The organisation disclosed this in its just concluded Article IV consultation with Nigerian authorities.
It said, “The spillover effects of the war in Ukraine, which have been transmitted mainly through higher domestic food prices, worsened the effects of the pandemic, particularly on the most vulnerable— with Nigeria being among the countries with the lowest food security.”
It further stressed the need of improving the performance of the agricultural sector for job creation and food security.
The IMF noted the oil industry is faced with drawbacks from production and price volatility, while climate-related natural disasters create the same risk to agricultural production.
It advised the Nigerian authorities to ensure delivery on its responsibility to remove fuel subsidies by mid-2023, as part of plans to boost well-targeted social spending.
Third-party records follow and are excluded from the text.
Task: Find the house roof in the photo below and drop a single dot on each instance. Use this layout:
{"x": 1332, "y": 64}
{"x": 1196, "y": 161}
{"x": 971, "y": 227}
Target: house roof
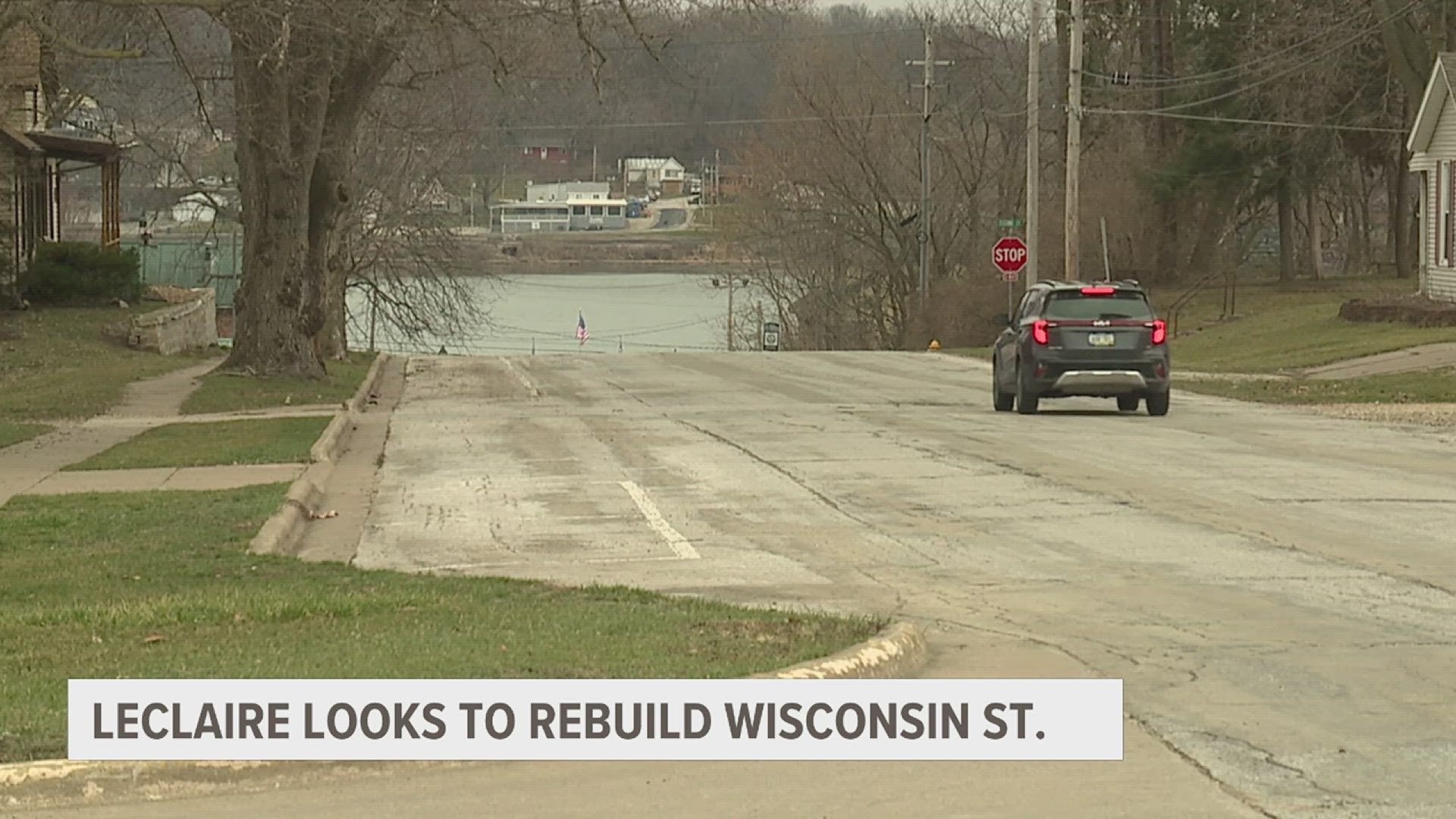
{"x": 1438, "y": 91}
{"x": 651, "y": 162}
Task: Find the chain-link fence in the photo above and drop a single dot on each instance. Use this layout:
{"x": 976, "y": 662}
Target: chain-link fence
{"x": 204, "y": 261}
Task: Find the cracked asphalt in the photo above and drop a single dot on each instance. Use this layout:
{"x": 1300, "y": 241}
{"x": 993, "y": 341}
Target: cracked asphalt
{"x": 1274, "y": 586}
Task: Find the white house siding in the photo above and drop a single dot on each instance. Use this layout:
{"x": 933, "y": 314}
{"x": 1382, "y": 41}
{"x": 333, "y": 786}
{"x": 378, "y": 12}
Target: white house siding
{"x": 1439, "y": 280}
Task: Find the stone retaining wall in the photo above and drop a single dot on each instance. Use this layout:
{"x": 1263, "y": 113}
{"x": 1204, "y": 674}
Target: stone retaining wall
{"x": 178, "y": 328}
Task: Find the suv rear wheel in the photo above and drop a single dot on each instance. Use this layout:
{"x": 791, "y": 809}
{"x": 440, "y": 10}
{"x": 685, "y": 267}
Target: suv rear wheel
{"x": 1027, "y": 400}
{"x": 1158, "y": 403}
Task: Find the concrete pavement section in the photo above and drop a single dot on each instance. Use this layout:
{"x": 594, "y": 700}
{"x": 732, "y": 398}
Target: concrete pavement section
{"x": 228, "y": 477}
{"x": 1274, "y": 586}
{"x": 146, "y": 404}
{"x": 1413, "y": 359}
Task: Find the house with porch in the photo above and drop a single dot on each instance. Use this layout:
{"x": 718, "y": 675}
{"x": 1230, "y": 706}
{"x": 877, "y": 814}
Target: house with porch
{"x": 36, "y": 159}
{"x": 1433, "y": 158}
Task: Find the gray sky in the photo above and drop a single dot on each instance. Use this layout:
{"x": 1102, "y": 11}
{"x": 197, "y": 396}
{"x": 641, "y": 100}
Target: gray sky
{"x": 871, "y": 5}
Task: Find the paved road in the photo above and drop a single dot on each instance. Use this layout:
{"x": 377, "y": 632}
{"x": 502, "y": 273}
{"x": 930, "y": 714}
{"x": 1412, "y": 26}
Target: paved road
{"x": 1411, "y": 359}
{"x": 1276, "y": 588}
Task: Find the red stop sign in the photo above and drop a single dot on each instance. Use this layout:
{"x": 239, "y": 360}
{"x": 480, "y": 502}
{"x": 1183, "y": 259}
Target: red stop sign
{"x": 1009, "y": 254}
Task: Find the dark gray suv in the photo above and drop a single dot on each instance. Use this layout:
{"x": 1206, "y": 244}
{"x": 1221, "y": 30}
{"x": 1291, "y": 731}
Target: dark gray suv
{"x": 1082, "y": 338}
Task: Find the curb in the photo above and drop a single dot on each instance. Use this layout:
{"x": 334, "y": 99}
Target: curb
{"x": 286, "y": 526}
{"x": 360, "y": 400}
{"x": 331, "y": 442}
{"x": 896, "y": 651}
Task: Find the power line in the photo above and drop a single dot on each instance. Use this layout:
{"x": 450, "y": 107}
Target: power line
{"x": 702, "y": 123}
{"x": 1286, "y": 72}
{"x": 1242, "y": 121}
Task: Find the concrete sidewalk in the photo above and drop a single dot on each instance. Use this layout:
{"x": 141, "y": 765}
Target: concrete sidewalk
{"x": 1408, "y": 360}
{"x": 168, "y": 479}
{"x": 34, "y": 466}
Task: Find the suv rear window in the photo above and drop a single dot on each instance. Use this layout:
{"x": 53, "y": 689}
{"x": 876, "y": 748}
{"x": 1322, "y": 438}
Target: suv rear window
{"x": 1076, "y": 306}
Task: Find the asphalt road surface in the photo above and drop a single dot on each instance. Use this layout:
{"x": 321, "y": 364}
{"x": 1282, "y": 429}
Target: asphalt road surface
{"x": 1274, "y": 588}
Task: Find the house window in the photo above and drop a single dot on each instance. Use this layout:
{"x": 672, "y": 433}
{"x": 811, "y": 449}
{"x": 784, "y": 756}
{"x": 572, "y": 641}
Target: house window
{"x": 1449, "y": 251}
{"x": 33, "y": 108}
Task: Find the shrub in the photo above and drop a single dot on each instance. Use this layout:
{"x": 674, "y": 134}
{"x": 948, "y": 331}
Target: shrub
{"x": 82, "y": 271}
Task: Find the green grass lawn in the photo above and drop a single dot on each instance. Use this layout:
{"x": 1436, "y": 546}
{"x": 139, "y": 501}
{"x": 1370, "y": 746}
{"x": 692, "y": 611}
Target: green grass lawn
{"x": 223, "y": 392}
{"x": 1293, "y": 328}
{"x": 1285, "y": 328}
{"x": 1400, "y": 388}
{"x": 254, "y": 441}
{"x": 983, "y": 353}
{"x": 91, "y": 579}
{"x": 15, "y": 433}
{"x": 66, "y": 369}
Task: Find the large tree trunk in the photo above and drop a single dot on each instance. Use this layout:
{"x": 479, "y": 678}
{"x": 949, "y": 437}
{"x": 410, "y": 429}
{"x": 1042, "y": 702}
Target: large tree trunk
{"x": 354, "y": 82}
{"x": 1316, "y": 238}
{"x": 1286, "y": 229}
{"x": 280, "y": 77}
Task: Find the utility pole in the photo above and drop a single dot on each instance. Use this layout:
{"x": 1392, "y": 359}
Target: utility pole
{"x": 927, "y": 85}
{"x": 1033, "y": 137}
{"x": 717, "y": 188}
{"x": 1072, "y": 206}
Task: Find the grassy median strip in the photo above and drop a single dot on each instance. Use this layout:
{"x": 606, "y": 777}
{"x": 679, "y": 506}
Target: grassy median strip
{"x": 17, "y": 433}
{"x": 152, "y": 585}
{"x": 64, "y": 366}
{"x": 253, "y": 441}
{"x": 223, "y": 392}
{"x": 1283, "y": 327}
{"x": 1400, "y": 388}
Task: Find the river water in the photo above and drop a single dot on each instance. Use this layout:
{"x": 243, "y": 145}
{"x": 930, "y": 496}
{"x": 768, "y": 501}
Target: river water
{"x": 647, "y": 312}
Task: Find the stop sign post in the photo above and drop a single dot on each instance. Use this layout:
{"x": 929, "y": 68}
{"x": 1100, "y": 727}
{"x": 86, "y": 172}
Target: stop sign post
{"x": 1009, "y": 256}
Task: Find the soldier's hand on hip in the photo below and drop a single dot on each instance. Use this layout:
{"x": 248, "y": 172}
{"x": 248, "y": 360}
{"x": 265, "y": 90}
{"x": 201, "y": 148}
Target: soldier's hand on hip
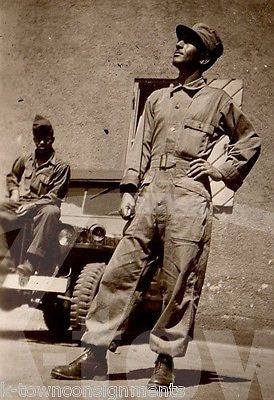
{"x": 14, "y": 197}
{"x": 201, "y": 167}
{"x": 127, "y": 208}
{"x": 22, "y": 210}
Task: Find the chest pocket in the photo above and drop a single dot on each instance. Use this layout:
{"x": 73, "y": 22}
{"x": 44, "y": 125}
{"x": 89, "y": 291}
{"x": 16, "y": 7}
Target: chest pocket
{"x": 43, "y": 182}
{"x": 194, "y": 137}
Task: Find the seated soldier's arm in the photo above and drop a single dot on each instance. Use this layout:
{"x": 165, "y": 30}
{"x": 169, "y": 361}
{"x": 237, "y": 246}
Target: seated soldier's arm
{"x": 14, "y": 177}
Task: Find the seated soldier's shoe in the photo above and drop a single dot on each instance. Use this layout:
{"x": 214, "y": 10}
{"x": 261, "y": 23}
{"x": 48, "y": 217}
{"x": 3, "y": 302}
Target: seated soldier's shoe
{"x": 87, "y": 366}
{"x": 163, "y": 372}
{"x": 25, "y": 271}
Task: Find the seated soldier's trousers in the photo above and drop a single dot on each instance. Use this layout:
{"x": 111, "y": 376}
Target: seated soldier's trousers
{"x": 179, "y": 210}
{"x": 45, "y": 219}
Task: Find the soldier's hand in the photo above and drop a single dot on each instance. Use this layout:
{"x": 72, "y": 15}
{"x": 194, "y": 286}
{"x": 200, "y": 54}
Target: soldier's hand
{"x": 14, "y": 196}
{"x": 127, "y": 208}
{"x": 201, "y": 167}
{"x": 22, "y": 210}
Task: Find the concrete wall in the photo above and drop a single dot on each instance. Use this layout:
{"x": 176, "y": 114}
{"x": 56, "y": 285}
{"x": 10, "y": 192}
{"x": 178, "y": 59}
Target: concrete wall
{"x": 74, "y": 61}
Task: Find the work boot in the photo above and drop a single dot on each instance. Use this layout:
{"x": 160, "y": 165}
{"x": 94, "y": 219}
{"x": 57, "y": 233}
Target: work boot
{"x": 25, "y": 271}
{"x": 163, "y": 372}
{"x": 87, "y": 366}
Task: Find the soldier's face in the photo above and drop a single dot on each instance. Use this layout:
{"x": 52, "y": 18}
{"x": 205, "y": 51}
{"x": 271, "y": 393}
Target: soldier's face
{"x": 43, "y": 142}
{"x": 186, "y": 54}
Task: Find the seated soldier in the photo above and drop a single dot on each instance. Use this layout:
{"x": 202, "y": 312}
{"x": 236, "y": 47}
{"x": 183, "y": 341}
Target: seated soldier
{"x": 36, "y": 185}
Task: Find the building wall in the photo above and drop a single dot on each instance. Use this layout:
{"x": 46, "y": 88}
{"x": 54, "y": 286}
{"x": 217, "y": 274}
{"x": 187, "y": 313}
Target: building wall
{"x": 75, "y": 61}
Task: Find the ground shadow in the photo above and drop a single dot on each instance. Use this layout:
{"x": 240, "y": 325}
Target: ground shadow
{"x": 185, "y": 377}
{"x": 42, "y": 336}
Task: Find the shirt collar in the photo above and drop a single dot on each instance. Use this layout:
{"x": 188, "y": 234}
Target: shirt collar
{"x": 51, "y": 160}
{"x": 195, "y": 85}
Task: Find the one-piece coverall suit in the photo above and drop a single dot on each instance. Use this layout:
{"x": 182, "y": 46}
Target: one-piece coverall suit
{"x": 179, "y": 124}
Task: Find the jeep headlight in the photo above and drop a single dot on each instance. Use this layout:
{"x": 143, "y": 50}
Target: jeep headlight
{"x": 67, "y": 235}
{"x": 97, "y": 233}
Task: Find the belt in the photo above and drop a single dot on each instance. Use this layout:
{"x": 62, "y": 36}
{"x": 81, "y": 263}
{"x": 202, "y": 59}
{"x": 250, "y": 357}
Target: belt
{"x": 166, "y": 161}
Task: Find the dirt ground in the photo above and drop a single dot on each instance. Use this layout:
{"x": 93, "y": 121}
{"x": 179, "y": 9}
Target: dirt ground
{"x": 75, "y": 61}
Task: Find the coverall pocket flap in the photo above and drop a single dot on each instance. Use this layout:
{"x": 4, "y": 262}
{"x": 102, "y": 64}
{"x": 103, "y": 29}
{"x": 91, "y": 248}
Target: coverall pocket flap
{"x": 199, "y": 125}
{"x": 44, "y": 179}
{"x": 194, "y": 137}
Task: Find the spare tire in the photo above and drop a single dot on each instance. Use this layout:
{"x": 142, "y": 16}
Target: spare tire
{"x": 85, "y": 289}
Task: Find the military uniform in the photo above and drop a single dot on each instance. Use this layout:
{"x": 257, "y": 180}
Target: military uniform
{"x": 44, "y": 184}
{"x": 179, "y": 124}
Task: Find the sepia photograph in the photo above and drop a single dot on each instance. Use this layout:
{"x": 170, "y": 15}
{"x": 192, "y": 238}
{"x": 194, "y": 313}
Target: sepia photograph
{"x": 136, "y": 199}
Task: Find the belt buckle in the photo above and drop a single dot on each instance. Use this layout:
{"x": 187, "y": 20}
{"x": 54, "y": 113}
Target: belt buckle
{"x": 163, "y": 161}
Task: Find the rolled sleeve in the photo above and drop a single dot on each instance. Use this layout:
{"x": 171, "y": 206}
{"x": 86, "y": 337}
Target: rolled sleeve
{"x": 14, "y": 176}
{"x": 243, "y": 149}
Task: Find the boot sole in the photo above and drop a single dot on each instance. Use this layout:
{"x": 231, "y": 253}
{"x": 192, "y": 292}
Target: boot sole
{"x": 58, "y": 375}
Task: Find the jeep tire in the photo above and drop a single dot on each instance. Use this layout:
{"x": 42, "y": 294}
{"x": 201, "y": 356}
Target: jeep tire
{"x": 85, "y": 289}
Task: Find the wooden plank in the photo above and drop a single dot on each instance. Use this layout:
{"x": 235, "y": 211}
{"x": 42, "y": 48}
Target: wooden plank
{"x": 222, "y": 197}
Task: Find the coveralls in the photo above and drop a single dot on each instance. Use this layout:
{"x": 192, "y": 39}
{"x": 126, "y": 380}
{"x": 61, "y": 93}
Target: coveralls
{"x": 179, "y": 124}
{"x": 45, "y": 185}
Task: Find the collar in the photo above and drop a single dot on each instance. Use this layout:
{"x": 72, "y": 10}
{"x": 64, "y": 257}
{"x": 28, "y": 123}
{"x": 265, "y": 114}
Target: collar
{"x": 51, "y": 160}
{"x": 195, "y": 85}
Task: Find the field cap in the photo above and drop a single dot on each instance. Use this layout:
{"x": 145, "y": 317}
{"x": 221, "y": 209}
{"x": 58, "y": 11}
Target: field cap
{"x": 41, "y": 125}
{"x": 203, "y": 37}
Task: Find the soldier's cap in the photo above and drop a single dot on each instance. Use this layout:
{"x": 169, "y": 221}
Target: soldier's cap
{"x": 203, "y": 37}
{"x": 41, "y": 125}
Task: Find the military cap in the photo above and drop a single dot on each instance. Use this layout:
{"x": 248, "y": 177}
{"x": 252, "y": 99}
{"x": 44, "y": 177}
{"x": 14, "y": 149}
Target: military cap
{"x": 203, "y": 37}
{"x": 41, "y": 125}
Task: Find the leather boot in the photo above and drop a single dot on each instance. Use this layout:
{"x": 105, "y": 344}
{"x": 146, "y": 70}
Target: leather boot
{"x": 87, "y": 366}
{"x": 163, "y": 372}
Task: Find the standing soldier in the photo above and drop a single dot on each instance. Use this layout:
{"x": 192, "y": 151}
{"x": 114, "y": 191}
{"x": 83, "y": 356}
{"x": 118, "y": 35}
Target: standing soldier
{"x": 167, "y": 193}
{"x": 36, "y": 185}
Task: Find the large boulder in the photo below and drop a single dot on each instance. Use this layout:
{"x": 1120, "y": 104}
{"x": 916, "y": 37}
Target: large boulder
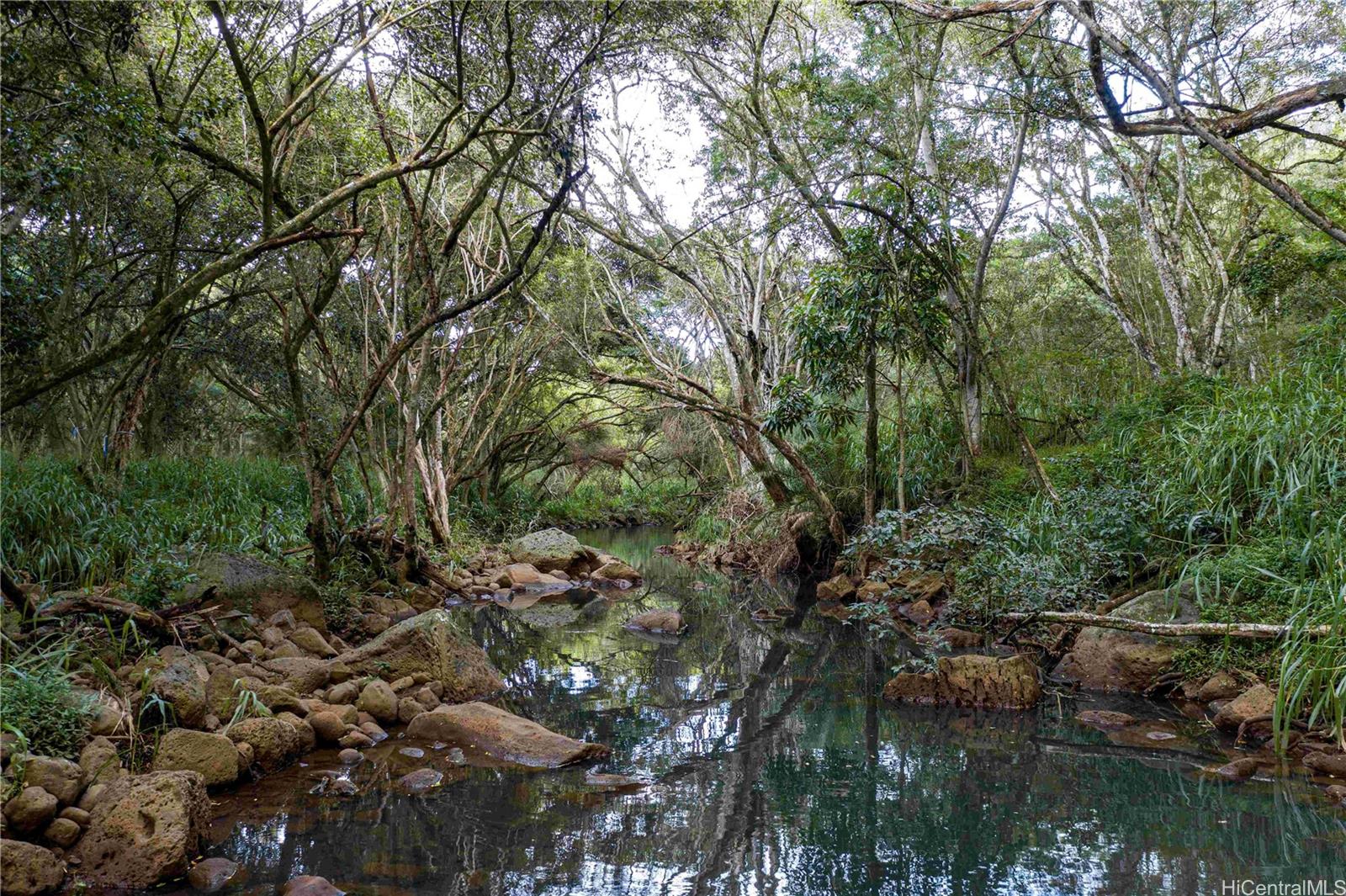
{"x": 554, "y": 549}
{"x": 971, "y": 680}
{"x": 257, "y": 588}
{"x": 273, "y": 741}
{"x": 213, "y": 756}
{"x": 29, "y": 869}
{"x": 428, "y": 644}
{"x": 502, "y": 734}
{"x": 145, "y": 830}
{"x": 1110, "y": 660}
The IMF advised the Central Bank of Nigeria to be prepared to increase the monetary policy rate if needed, and also include additional plans for financing its fiscal deficits and phasing out credit intervention programs.
It implored the government to conclude securitisation of the apex bank’s existing overdrafts stock to the federal government and emphasized that the apex bank’s budget financing should strictly adhere to the statutory limits.
Despite saluting the expansion of Nigeria’s economic recovery, the IMF lamented that the chance to enjoy the benefits from higher global oil prices was missed.